Several changes include sidelining Thomas Jefferson, who favored separation of church and state, while introducing a new focus on the “significant contributions” of pro-slavery Confederate leaders during the civil war. The new curriculum asserts that “the right to keep and bear arms” is an important element of a democratic society. Study of Sir Isaac Newton is dropped in favor of examining scientific advances through military technology. The education board has dropped references to the slave trade in favor of calling it the more innocuous “Atlantic triangular trade”, and recasts the Israeli-Palestinian conflict as driven by Islamic fundamentalism.
“There is a battle for the soul of education,” said Mavis Knight, a liberal member of the Texas education board. “They’re trying to indoctrinate with American exceptionalism, the Christian founding of this country, the free enterprise system [known elsewhere as Capitalism]. There are strands where the free enterprise system fits appropriately but they have stretched the concept of the free enterprise system back to medieval times.
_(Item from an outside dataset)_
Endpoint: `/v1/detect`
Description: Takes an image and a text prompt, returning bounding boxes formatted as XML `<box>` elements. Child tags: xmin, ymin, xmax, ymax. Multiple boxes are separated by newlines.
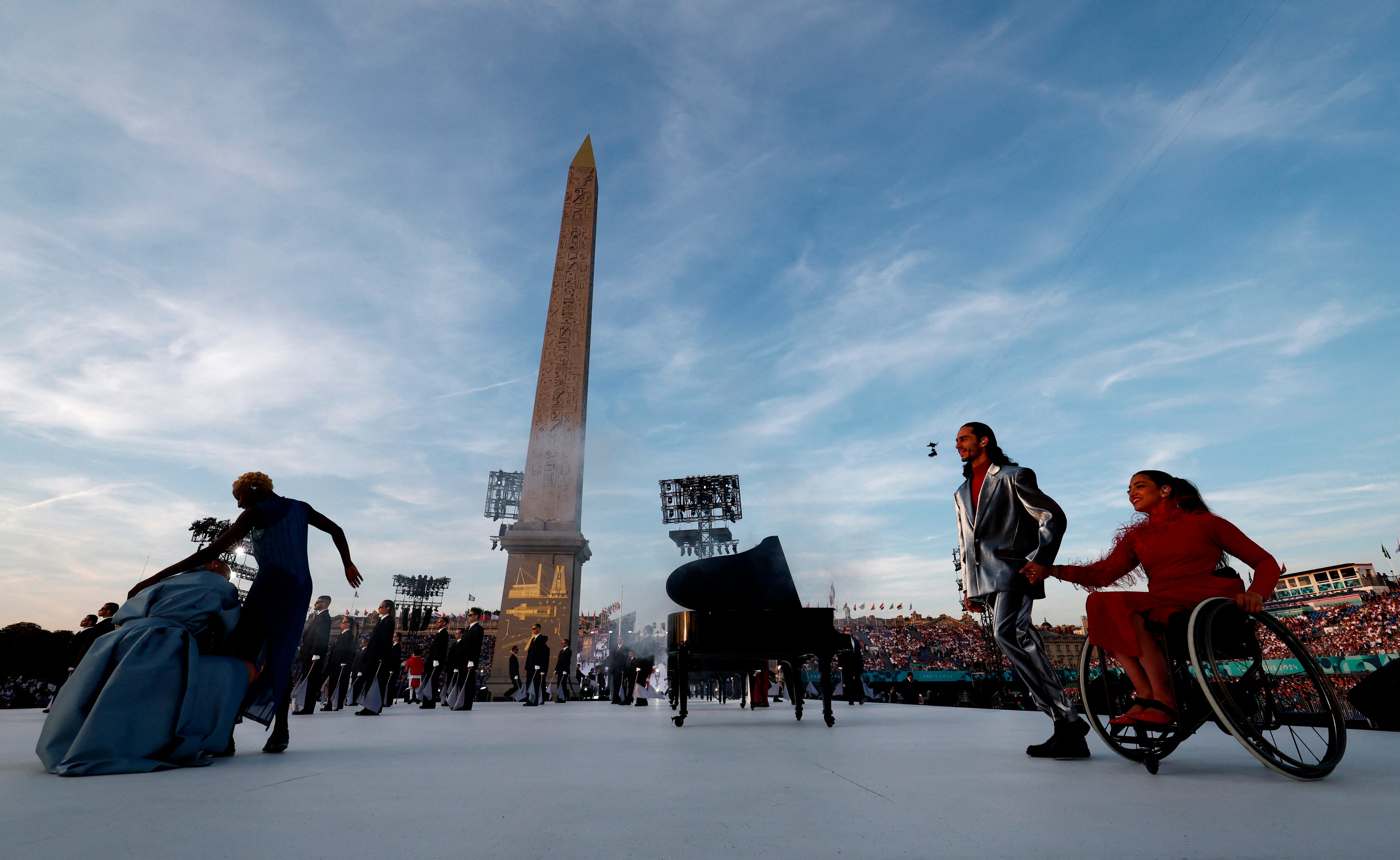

The president of the Texas historical association could not find any documentation to support the stretching of the free enterprise system to ancient times but it made no difference.”
The curriculum has alarmed liberals across the country in part because Texas buys millions of text books every year, giving it considerable sway over what publishers print. By some estimates, all but a handful of American states rely on text books written to meet the Texas curriculum. The California legislature is considering a bill that would bar them from being used in the state’s schools. For the complete article, click on the url above.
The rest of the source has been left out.